The fatal fall occurred Friday morning. Pierre Mezidor, an inspector at Titan America in Medley, was about 200 feet up when the silo's roof collapsed underneath him.
According to Miami Dade Fire Rescue, the silo was anywhere from 50 to 75 percent full of a powdery cement mix at the time of the fatal incident. They believe Mezidor could have fallen anywhere from 50 to 100 feet down into the silo. Miami-Dade Fire Rescue Lieutenant Arnold Pedrahita said, "In our opinion, sadly, if the fall wasn't what killed him, then the engulfment in the cement powder asphyxiated him."
Dozens of Miami-Dade firefighters, along with the Urban Search and Rescue Team. HazMat crews and K-9 units rushed to the scene. It took hours to assess the situation. Crews had to shut down a generator that powered the structure, which took over a half hour to completely turn off. A structural specialist had to be called in to analyze how the structure fell and which way could be the safest way for crews to get inside.

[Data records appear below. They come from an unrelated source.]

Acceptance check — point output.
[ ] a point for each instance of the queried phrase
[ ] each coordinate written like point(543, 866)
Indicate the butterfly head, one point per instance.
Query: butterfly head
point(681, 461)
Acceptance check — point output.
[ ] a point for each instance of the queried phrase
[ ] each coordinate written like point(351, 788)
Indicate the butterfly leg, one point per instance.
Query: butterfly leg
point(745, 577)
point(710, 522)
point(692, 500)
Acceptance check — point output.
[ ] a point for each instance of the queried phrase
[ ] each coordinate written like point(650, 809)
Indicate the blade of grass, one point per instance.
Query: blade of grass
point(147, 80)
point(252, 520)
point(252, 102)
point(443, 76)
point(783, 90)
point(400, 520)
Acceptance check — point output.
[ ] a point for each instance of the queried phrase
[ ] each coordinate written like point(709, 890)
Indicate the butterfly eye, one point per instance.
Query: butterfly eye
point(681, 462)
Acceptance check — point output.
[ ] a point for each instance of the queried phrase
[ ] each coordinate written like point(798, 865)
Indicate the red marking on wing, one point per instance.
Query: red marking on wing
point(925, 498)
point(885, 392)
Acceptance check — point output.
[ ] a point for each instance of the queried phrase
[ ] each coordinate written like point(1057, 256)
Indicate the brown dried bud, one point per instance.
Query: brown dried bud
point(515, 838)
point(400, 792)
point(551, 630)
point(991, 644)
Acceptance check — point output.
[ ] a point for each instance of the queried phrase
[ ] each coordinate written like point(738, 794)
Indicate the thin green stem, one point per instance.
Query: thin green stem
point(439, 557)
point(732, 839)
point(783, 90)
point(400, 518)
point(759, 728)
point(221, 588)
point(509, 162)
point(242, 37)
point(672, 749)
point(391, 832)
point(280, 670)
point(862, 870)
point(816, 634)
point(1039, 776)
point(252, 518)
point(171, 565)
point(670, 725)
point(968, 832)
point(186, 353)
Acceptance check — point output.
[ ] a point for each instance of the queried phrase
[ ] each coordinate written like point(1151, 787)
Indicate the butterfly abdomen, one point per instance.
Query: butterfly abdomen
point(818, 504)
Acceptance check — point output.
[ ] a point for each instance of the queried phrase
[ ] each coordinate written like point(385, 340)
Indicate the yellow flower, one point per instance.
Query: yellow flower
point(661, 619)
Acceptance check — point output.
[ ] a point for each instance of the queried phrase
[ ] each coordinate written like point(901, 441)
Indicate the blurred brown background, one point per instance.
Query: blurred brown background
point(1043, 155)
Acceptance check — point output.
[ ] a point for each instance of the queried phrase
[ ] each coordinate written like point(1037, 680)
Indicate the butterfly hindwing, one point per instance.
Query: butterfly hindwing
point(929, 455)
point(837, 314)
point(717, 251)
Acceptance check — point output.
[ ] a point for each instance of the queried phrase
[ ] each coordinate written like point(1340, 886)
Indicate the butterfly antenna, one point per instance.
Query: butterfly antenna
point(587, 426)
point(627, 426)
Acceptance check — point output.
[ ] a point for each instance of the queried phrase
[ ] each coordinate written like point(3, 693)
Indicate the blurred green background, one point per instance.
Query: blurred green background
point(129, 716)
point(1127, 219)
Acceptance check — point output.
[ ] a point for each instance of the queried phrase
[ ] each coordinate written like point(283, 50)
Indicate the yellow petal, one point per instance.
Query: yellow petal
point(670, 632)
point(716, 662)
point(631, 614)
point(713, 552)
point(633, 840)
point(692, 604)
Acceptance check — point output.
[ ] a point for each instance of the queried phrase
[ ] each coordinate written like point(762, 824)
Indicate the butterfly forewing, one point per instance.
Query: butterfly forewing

Multiple search teams responded with infrared and sonic equipment to assist in the search. Friday afternoon, crews were lowered into the silo by a crane with heat-sensing equipment and a special camera to burrow through the rubble in order to look for signs of life. The two rescuers had to be lowered in wearing masks in a basket from the crane due to the hazardous situation.
Hours into the complicated rescue effort, by 5:21 p.m., rescue workers called the search for Mezidor a search and recovery operation.
This is not the first time this site has needed the attention of fire rescue crews. On April 22, 2008, a fire at that location needed 100 firefighters to put it out. No one was severely injured in that case. Also, over 10 years ago, fire crews had to dig out a worker who fell into the cement mix.
Miami-Dade Police have taken over the operation. According to fire rescue crews, it make take several days for police to get to Mezidor's body.
Authorities continue to investigate.
Meanwhile, Mezidor's family is grieving their loss. Mezidor's stepdaughter, Sophia Pierre, had only fond memories of her stepdad. According to Pierre, although the 58-year-old did not have a college language, he spoke three languages fluently: English, Creole and Spanish.
Pierre said her stepfather was also a caring man who loved his family. "He's the type of person that anybody would like to go to and speak to," she said. "If you need any help, he's always there."
Mezidor worked for Titan America, Pierre said, and he loved his job. "They could just call him and he'd say, 'OK, I'll come in.' It could be his day off, and we'd say, 'You work too hard. You need to relax."
According to Pierre, she is still hoping that her stepfather is alive. "Worst case scenario, if it is what they're saying it is, I just regret the fact that I can't tell him 'I love you,'" she said. "We serve a God of miracles, so I'm still holding out. Hopefully, I get a call that says he's OK. Maybe he's unconscious."
Pierre said she does not know how she will break the news of Mezidor's death to her 2-year-old daughter.